Peterson studied the video of last season and knew what to work on.
"Coming into this year I wanted to get better at the line of scrimmage," he said. "Last year I wasn't patient. I was always opening up the gate, giving receivers the easy advantage to pretty much go wherever they want. Now this year I basically get my hands on them at the line of scrimmage, stand square, being patient, understanding what teams want to do in basic situations."
Whisenhunt said Peterson is that rare athlete with an abundance of natural talent combined with the drive to do what is necessary to be among the best players in the NFL.
"He's one of those types of guys that have tremendous talent and that's very driven to be great," Whisenhunt said, "and there's not a whole bunch of those, but I'm glad we've got him."
The Cardinals selected Peterson with the No. 5 overall pick in the 2011 draft. While he had plenty to learn about playing cornerback at this level, he wasted no time in making an impact as a punt returner. He became the first player, let alone first rookie, to have four punt returns of 80 or more yards for touchdowns. That included a 99-yarder to beat St. Louis in overtime.

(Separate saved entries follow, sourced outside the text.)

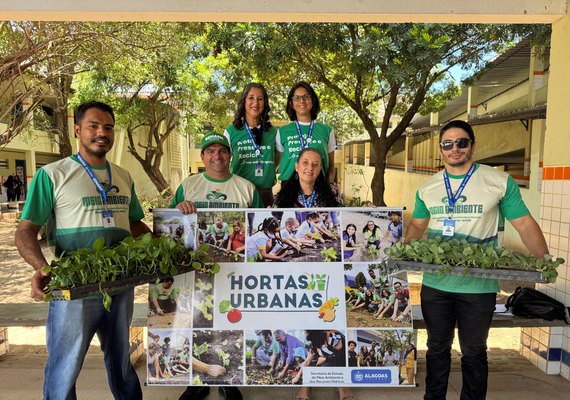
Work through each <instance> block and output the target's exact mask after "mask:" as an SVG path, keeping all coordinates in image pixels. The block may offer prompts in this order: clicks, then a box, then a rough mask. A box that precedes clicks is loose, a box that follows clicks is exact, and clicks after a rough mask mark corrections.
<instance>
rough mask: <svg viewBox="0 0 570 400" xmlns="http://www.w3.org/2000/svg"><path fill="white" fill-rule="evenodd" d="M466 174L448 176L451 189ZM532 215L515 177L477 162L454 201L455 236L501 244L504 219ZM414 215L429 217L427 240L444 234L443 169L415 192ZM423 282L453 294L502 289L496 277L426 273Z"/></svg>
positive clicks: (443, 186) (477, 241)
mask: <svg viewBox="0 0 570 400" xmlns="http://www.w3.org/2000/svg"><path fill="white" fill-rule="evenodd" d="M463 177H464V175H449V181H450V185H451V190H452V192H453V193H455V192H456V191H457V189H458V187H459V185H460V184H461V182H462V180H463ZM528 214H530V213H529V211H528V208H527V207H526V206H525V204H524V202H523V200H522V197H521V194H520V191H519V188H518V186H517V184H516V183H515V181H514V180H513V178H512V177H511V176H510V175H509V174H507V173H505V172H502V171H497V170H496V169H494V168H492V167H489V166H487V165H481V164H476V170H475V172H474V173H473V175H472V176H471V179H469V181H468V183H467V185H466V186H465V189H464V190H463V193H462V194H461V196H460V198H459V199H458V201H457V202H456V204H455V207H454V212H453V215H452V219H453V220H455V233H454V236H453V238H455V239H465V240H467V241H468V242H471V243H481V244H492V245H500V244H501V243H500V242H501V238H500V236H499V235H500V233H501V232H502V231H503V229H504V221H505V218H506V219H507V220H511V219H516V218H520V217H523V216H525V215H528ZM412 217H413V218H419V219H425V218H429V219H430V220H429V225H428V239H432V238H434V237H441V238H442V239H444V240H448V239H451V237H448V236H443V235H442V232H443V222H444V220H445V219H446V218H448V217H449V215H448V214H447V192H446V190H445V184H444V181H443V171H440V172H438V173H436V174H434V175H433V176H432V177H431V178H430V179H428V180H427V181H425V182H424V183H423V184H422V185H420V187H419V188H418V191H417V192H416V204H415V207H414V212H413V214H412ZM423 284H424V285H426V286H429V287H432V288H435V289H439V290H443V291H447V292H454V293H493V292H497V291H498V290H499V284H498V282H497V280H496V279H483V278H474V277H470V276H457V275H449V274H447V275H441V276H440V275H437V274H432V273H424V278H423Z"/></svg>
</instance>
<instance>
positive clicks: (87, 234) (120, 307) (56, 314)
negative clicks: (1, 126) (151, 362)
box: [16, 101, 150, 400]
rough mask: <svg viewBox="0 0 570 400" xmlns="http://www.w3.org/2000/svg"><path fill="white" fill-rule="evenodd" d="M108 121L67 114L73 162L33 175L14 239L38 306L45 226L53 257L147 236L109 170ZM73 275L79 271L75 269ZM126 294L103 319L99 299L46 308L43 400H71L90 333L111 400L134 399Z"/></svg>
mask: <svg viewBox="0 0 570 400" xmlns="http://www.w3.org/2000/svg"><path fill="white" fill-rule="evenodd" d="M114 128H115V117H114V114H113V110H112V108H111V107H110V106H108V105H107V104H104V103H100V102H95V101H92V102H87V103H84V104H81V105H80V106H79V107H78V108H77V110H76V111H75V125H74V132H75V136H76V138H77V139H78V141H79V151H78V152H77V154H75V155H73V156H71V157H67V158H65V159H63V160H60V161H57V162H54V163H51V164H48V165H46V166H45V167H43V168H41V169H40V170H38V172H37V173H36V175H35V176H34V179H33V180H32V182H31V184H30V190H29V192H28V196H27V199H26V204H25V206H24V210H23V212H22V219H21V221H20V225H19V226H18V230H17V232H16V246H17V247H18V250H19V251H20V254H21V255H22V257H23V258H24V260H26V262H28V264H30V265H31V266H32V267H34V269H35V271H36V272H35V273H34V276H33V277H32V297H34V298H38V299H43V296H44V292H43V289H44V287H45V286H46V284H47V282H48V281H49V279H50V275H49V272H46V270H44V267H46V266H47V265H48V262H47V260H46V259H45V257H44V255H43V253H42V251H41V248H40V245H39V242H38V239H37V234H38V232H39V230H40V227H41V226H42V225H43V224H44V223H46V221H47V228H48V237H49V238H53V239H54V240H55V252H56V255H57V256H59V255H61V253H62V252H63V251H71V250H75V249H79V248H91V247H92V246H93V243H94V242H95V240H97V239H98V238H99V237H104V239H105V244H106V245H107V246H111V245H113V244H116V243H118V242H119V241H121V240H122V239H124V238H126V237H128V236H130V235H133V236H138V235H141V234H143V233H146V232H150V229H149V228H148V227H147V226H146V225H145V224H144V223H143V222H141V219H142V218H143V216H144V215H143V211H142V208H141V206H140V204H139V202H138V199H137V197H136V194H135V189H134V184H133V180H132V178H131V176H130V175H129V173H128V171H126V170H125V169H123V168H121V167H119V166H117V165H115V164H111V163H110V162H108V161H107V159H106V154H107V153H108V152H109V151H110V150H111V148H112V147H113V142H114V136H115V134H114ZM79 267H80V266H79ZM133 300H134V290H133V288H130V289H126V290H122V291H119V292H118V293H115V294H113V295H112V303H111V305H110V309H109V311H107V310H106V309H105V307H104V304H103V302H102V301H101V297H100V296H96V298H93V297H87V298H83V299H77V300H71V301H51V302H50V305H49V313H48V319H47V325H46V329H47V350H48V361H47V364H46V367H45V375H44V388H43V396H44V399H51V400H59V399H61V400H64V399H74V398H76V393H75V381H76V380H77V377H78V376H79V372H80V370H81V367H82V365H83V360H84V358H85V354H86V352H87V349H88V348H89V344H90V342H91V339H92V338H93V336H94V335H95V333H97V336H98V337H99V340H100V342H101V349H102V350H103V353H104V355H105V366H106V367H107V376H108V379H109V386H110V388H111V392H112V393H113V396H114V398H115V399H133V400H136V399H142V391H141V388H140V383H139V380H138V377H137V374H136V372H135V370H134V368H133V366H132V365H131V361H130V358H129V326H130V323H131V318H132V315H133Z"/></svg>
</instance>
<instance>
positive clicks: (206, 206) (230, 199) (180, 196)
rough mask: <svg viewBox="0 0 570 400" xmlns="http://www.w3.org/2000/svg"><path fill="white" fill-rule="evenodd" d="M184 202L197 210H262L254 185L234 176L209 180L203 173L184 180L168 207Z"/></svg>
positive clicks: (174, 206) (208, 176)
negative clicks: (218, 209)
mask: <svg viewBox="0 0 570 400" xmlns="http://www.w3.org/2000/svg"><path fill="white" fill-rule="evenodd" d="M184 200H189V201H191V202H192V203H194V205H195V206H196V207H197V208H263V202H262V201H261V197H259V193H258V192H257V190H256V189H255V186H254V184H253V183H251V182H250V181H248V180H247V179H244V178H242V177H241V176H237V175H235V174H230V176H229V177H228V178H227V179H222V180H217V179H213V178H210V177H209V176H207V175H206V173H205V172H203V173H201V174H197V175H192V176H189V177H187V178H185V179H184V180H183V181H182V183H181V184H180V186H178V189H176V193H175V194H174V197H173V198H172V201H171V202H170V205H169V207H170V208H174V207H176V205H177V204H178V203H181V202H183V201H184Z"/></svg>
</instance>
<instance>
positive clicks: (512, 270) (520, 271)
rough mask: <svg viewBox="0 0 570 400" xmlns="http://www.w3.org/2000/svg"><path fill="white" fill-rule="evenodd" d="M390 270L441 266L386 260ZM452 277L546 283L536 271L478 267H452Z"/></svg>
mask: <svg viewBox="0 0 570 400" xmlns="http://www.w3.org/2000/svg"><path fill="white" fill-rule="evenodd" d="M387 262H388V265H389V266H390V267H391V268H396V269H401V270H406V271H421V272H436V273H437V272H438V271H440V270H441V269H442V268H444V266H443V265H436V264H424V263H421V262H417V261H403V260H387ZM449 273H450V274H452V275H462V276H473V277H476V278H492V279H504V280H513V281H525V282H536V283H547V282H548V280H547V279H545V278H544V277H543V276H542V274H541V273H540V272H538V271H526V270H520V269H508V268H479V267H453V268H452V269H451V271H449Z"/></svg>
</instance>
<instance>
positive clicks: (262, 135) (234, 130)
mask: <svg viewBox="0 0 570 400" xmlns="http://www.w3.org/2000/svg"><path fill="white" fill-rule="evenodd" d="M269 111H271V107H269V97H268V96H267V90H265V87H263V85H262V84H260V83H255V82H252V83H249V84H247V85H246V87H245V88H244V90H243V92H242V94H241V96H240V99H239V100H238V106H237V110H236V112H235V115H234V120H233V122H232V124H231V125H229V126H228V127H227V128H226V130H225V131H224V136H226V137H227V138H228V142H229V143H230V146H231V150H232V161H231V164H230V170H231V171H232V172H233V173H234V174H236V175H239V176H241V177H243V178H245V179H247V180H248V181H250V182H252V183H253V184H254V185H255V187H256V188H257V191H258V192H259V195H260V196H261V199H262V201H263V204H264V205H265V206H266V207H267V206H270V205H271V204H272V203H273V193H272V191H271V188H272V187H273V185H275V182H276V178H275V134H276V133H277V129H275V127H273V126H272V125H271V122H269Z"/></svg>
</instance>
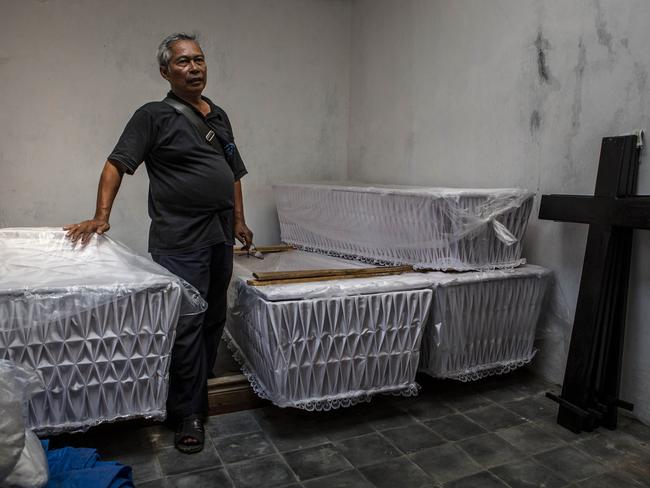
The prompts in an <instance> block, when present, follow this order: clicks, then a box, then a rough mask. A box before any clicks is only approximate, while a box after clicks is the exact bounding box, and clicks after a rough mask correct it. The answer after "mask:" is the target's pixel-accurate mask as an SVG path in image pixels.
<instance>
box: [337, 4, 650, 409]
mask: <svg viewBox="0 0 650 488" xmlns="http://www.w3.org/2000/svg"><path fill="white" fill-rule="evenodd" d="M649 20H650V3H649V2H647V1H644V0H628V1H625V2H621V1H617V0H490V1H489V2H486V1H483V0H427V1H424V0H404V1H400V2H396V1H390V0H355V1H354V2H353V12H352V57H351V65H350V66H351V77H350V79H351V90H350V95H351V98H350V100H351V103H350V136H349V146H348V147H349V169H348V176H349V177H350V178H351V179H353V180H361V181H372V182H379V183H402V184H417V185H431V186H451V187H512V186H515V187H524V188H528V189H530V190H533V191H535V192H536V194H537V197H536V200H535V208H534V210H533V216H532V218H531V221H530V226H529V229H528V233H527V236H526V240H525V242H524V247H525V256H526V257H527V258H528V260H529V261H530V262H533V263H536V264H540V265H543V266H546V267H548V268H550V269H551V270H553V272H554V273H555V277H556V286H555V287H554V292H553V297H552V300H551V302H550V307H549V308H548V310H547V313H546V315H545V317H544V321H543V323H542V324H541V328H540V333H539V340H538V346H539V349H540V352H539V355H538V357H537V359H536V361H535V363H534V367H535V368H536V369H537V371H539V372H540V373H542V374H543V375H544V376H546V377H547V378H549V379H552V380H554V381H557V382H561V380H562V375H563V371H564V366H565V362H566V357H567V352H568V344H569V337H570V333H571V324H572V321H573V315H574V312H575V304H576V300H577V293H578V286H579V281H580V273H581V269H582V259H583V255H584V250H585V242H586V231H587V228H586V226H583V225H577V224H559V223H554V222H547V221H539V220H538V219H537V218H536V215H537V211H538V208H539V195H541V194H544V193H567V194H592V193H593V190H594V185H595V182H596V172H597V165H598V157H599V151H600V143H601V139H602V138H603V137H605V136H609V135H618V134H621V133H627V132H630V131H633V130H634V129H638V128H648V121H649V119H648V117H649V115H650V100H649V97H648V95H647V92H648V88H649V87H648V69H649V68H650V50H649V49H648V46H650V30H649V29H648V28H647V25H648V21H649ZM647 153H648V151H646V153H645V154H644V155H643V160H642V163H641V167H640V173H639V174H640V176H639V192H640V193H645V194H650V170H648V168H647V164H648V163H647V161H648V157H647ZM632 259H633V265H632V266H633V271H632V277H631V282H630V297H629V314H628V328H627V337H626V349H625V355H624V372H623V383H622V384H623V395H622V397H623V398H624V399H625V400H628V401H631V402H633V403H635V404H636V412H637V414H638V415H639V416H640V417H641V418H644V419H645V420H646V421H648V420H650V355H648V354H647V352H646V351H647V350H649V349H650V324H649V323H648V318H647V317H649V316H650V300H648V299H647V296H648V295H649V294H650V239H649V238H648V235H647V233H646V232H645V231H639V232H637V233H636V237H635V243H634V256H633V258H632Z"/></svg>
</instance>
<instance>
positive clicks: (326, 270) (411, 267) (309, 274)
mask: <svg viewBox="0 0 650 488" xmlns="http://www.w3.org/2000/svg"><path fill="white" fill-rule="evenodd" d="M411 271H413V266H384V267H374V268H345V269H304V270H296V271H267V272H255V273H253V276H254V277H255V279H256V280H257V281H277V280H295V279H303V278H333V279H336V278H340V277H342V276H351V277H354V278H357V277H364V276H375V275H377V274H384V275H386V274H401V273H408V272H411Z"/></svg>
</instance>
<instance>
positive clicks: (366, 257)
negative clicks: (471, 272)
mask: <svg viewBox="0 0 650 488" xmlns="http://www.w3.org/2000/svg"><path fill="white" fill-rule="evenodd" d="M274 193H275V199H276V204H277V208H278V218H279V222H280V231H281V238H282V241H284V242H286V243H288V244H292V245H294V246H296V247H299V248H301V249H305V250H310V251H316V252H321V253H324V254H329V255H333V256H339V257H345V258H348V259H357V260H361V261H365V262H369V263H376V264H412V265H414V266H416V267H419V268H424V269H435V270H459V271H467V270H479V269H495V268H508V267H515V266H519V265H521V264H523V263H524V262H525V260H524V259H522V258H521V249H522V248H521V241H522V239H523V236H524V233H525V231H526V227H527V224H528V217H529V215H530V211H531V208H532V203H533V193H531V192H529V191H526V190H521V189H514V188H513V189H491V190H489V189H454V188H418V187H380V186H364V185H361V184H358V185H355V184H349V183H346V184H340V185H337V184H333V183H313V184H281V185H275V186H274Z"/></svg>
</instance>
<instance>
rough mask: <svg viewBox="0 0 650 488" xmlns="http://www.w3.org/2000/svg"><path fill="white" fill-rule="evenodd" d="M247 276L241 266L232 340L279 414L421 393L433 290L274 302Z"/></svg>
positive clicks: (256, 390)
mask: <svg viewBox="0 0 650 488" xmlns="http://www.w3.org/2000/svg"><path fill="white" fill-rule="evenodd" d="M288 255H293V253H287V254H285V255H283V256H282V258H284V260H287V259H289V260H290V259H292V258H290V257H288ZM269 257H270V256H269ZM282 258H280V259H282ZM245 259H246V258H245V257H242V258H238V259H237V260H236V261H242V260H245ZM253 261H256V260H254V259H253V260H250V261H249V263H252V264H255V265H258V266H259V263H262V262H261V261H257V263H253ZM264 263H267V260H266V259H265V260H264ZM269 264H270V263H269ZM312 264H313V263H312ZM329 264H332V263H329ZM266 269H267V270H269V268H266ZM312 269H314V268H313V266H312ZM249 276H250V272H249V271H247V270H245V269H243V268H242V267H241V266H237V265H236V266H235V277H234V279H233V281H232V283H231V287H230V297H229V298H230V305H229V316H228V324H227V329H226V338H227V340H229V342H230V344H229V345H230V347H231V349H233V350H234V352H235V357H236V358H237V359H239V360H240V362H242V365H243V369H244V372H245V373H246V374H247V375H248V377H249V380H250V381H251V383H252V384H253V386H254V388H255V391H256V392H257V393H258V395H260V396H262V397H263V398H267V399H269V400H271V401H272V402H273V403H275V404H276V405H278V406H281V407H287V406H293V407H298V408H304V409H307V410H314V409H316V410H329V409H331V408H337V407H341V406H348V405H351V404H353V403H356V402H358V401H362V400H367V399H368V398H369V397H370V396H371V395H373V394H376V393H389V392H399V393H402V394H406V395H410V394H414V393H416V392H417V386H416V385H415V383H414V380H415V374H416V372H417V366H418V361H419V356H420V354H419V351H420V342H421V339H422V332H423V325H424V323H425V321H426V318H427V315H428V312H429V308H430V303H431V295H432V293H431V290H427V289H423V290H414V291H400V292H388V293H381V294H379V293H376V294H361V295H355V296H329V297H324V298H316V299H310V300H284V301H269V300H266V299H264V298H263V290H264V289H266V288H270V287H268V286H264V287H251V286H248V285H247V284H246V282H245V280H246V278H248V277H249ZM347 281H351V280H347ZM353 281H356V280H353ZM273 288H275V287H273Z"/></svg>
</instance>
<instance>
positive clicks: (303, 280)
mask: <svg viewBox="0 0 650 488" xmlns="http://www.w3.org/2000/svg"><path fill="white" fill-rule="evenodd" d="M411 271H413V270H412V269H411ZM402 273H404V272H401V273H397V272H388V273H380V272H377V273H373V274H365V275H362V276H356V275H342V276H316V277H313V278H286V279H282V280H269V281H260V280H248V281H247V282H246V283H247V284H248V285H250V286H268V285H290V284H296V283H317V282H320V281H331V280H350V279H359V278H369V277H373V278H374V277H379V276H395V275H397V274H402Z"/></svg>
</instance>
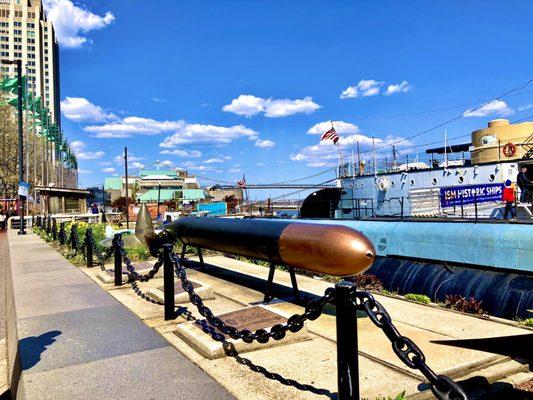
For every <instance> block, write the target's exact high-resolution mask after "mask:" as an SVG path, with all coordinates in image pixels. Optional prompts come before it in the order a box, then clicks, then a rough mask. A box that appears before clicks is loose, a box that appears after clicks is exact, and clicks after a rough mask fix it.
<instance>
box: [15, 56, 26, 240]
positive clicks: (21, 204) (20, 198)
mask: <svg viewBox="0 0 533 400" xmlns="http://www.w3.org/2000/svg"><path fill="white" fill-rule="evenodd" d="M16 64H17V78H18V85H17V100H18V104H17V106H18V107H17V111H18V125H19V126H18V133H19V185H20V184H21V183H22V182H24V137H23V134H22V124H23V121H22V100H23V98H22V60H20V59H18V60H16ZM25 201H26V198H25V196H22V195H20V194H19V210H20V227H19V228H20V229H19V232H18V234H19V235H25V234H26V231H25V230H24V222H25V221H24V211H25V210H24V209H25Z"/></svg>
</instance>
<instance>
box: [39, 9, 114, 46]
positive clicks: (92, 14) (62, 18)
mask: <svg viewBox="0 0 533 400" xmlns="http://www.w3.org/2000/svg"><path fill="white" fill-rule="evenodd" d="M43 5H44V7H45V9H46V11H47V15H48V19H49V20H50V21H52V23H53V24H54V28H55V31H56V34H57V39H58V41H59V44H60V45H61V46H63V47H67V48H76V47H81V46H83V44H84V43H86V42H87V41H88V39H87V38H86V37H85V36H84V35H85V34H87V33H88V32H90V31H93V30H96V29H102V28H104V27H106V26H108V25H109V24H111V23H113V21H114V20H115V17H114V16H113V14H112V13H111V12H109V11H108V12H106V13H105V15H104V16H100V15H97V14H94V13H92V12H91V11H89V10H87V9H86V8H84V7H83V6H81V5H75V4H74V3H73V2H72V0H44V1H43Z"/></svg>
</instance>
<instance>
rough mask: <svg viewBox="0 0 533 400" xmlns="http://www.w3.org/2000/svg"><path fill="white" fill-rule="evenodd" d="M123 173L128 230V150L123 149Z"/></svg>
mask: <svg viewBox="0 0 533 400" xmlns="http://www.w3.org/2000/svg"><path fill="white" fill-rule="evenodd" d="M124 172H125V174H126V228H127V229H130V206H129V202H130V199H129V197H128V196H129V194H128V148H127V147H124Z"/></svg>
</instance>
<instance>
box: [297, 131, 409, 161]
mask: <svg viewBox="0 0 533 400" xmlns="http://www.w3.org/2000/svg"><path fill="white" fill-rule="evenodd" d="M374 141H375V146H376V148H379V147H385V146H388V145H392V144H396V147H397V148H400V147H405V146H410V145H411V142H409V141H408V140H402V138H398V137H394V136H387V137H386V138H385V139H379V138H375V139H374ZM337 143H338V145H339V146H340V148H341V150H342V152H343V153H344V155H345V157H346V156H347V155H348V154H350V153H351V152H352V151H355V149H356V145H357V143H359V148H360V150H361V151H362V152H368V151H369V150H370V149H371V148H372V138H371V137H369V136H365V135H361V134H354V135H349V136H341V137H340V139H339V141H338V142H337ZM365 157H367V159H368V154H366V155H363V159H364V158H365ZM290 159H291V160H292V161H300V162H305V163H306V165H307V166H308V167H333V166H335V165H337V164H338V160H339V149H338V148H337V146H336V145H334V144H333V142H332V141H330V140H327V141H320V142H319V143H317V144H315V145H312V146H306V147H304V148H303V149H301V150H300V151H299V152H298V153H296V154H291V155H290Z"/></svg>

But there have been no such plays this season with teams focused on pinning him to the sidelines on returns or making other adjustments to neutralize him.
"It doesn't bother me in a sense because, at the end of the day, the Arizona Cardinals drafted me to be a defensive back," he said. "The punt return is just a plus. It's something that I'm good at as well. When the opportunity comes, I'll definitely do my best to break one."
Arizona also has worked him into the offense on occasion, usually in the wildcat. With the worst offense in the NFL, the Cardinals could be expected to try that a time or two when they are home against Chicago. Peterson has often said he relishes any chance to touch the ball.
"We'll see if it gets called this week," he said, flashing the big smile that has already helped make him one of the most popular players on the team. "You guys will find out on Sunday."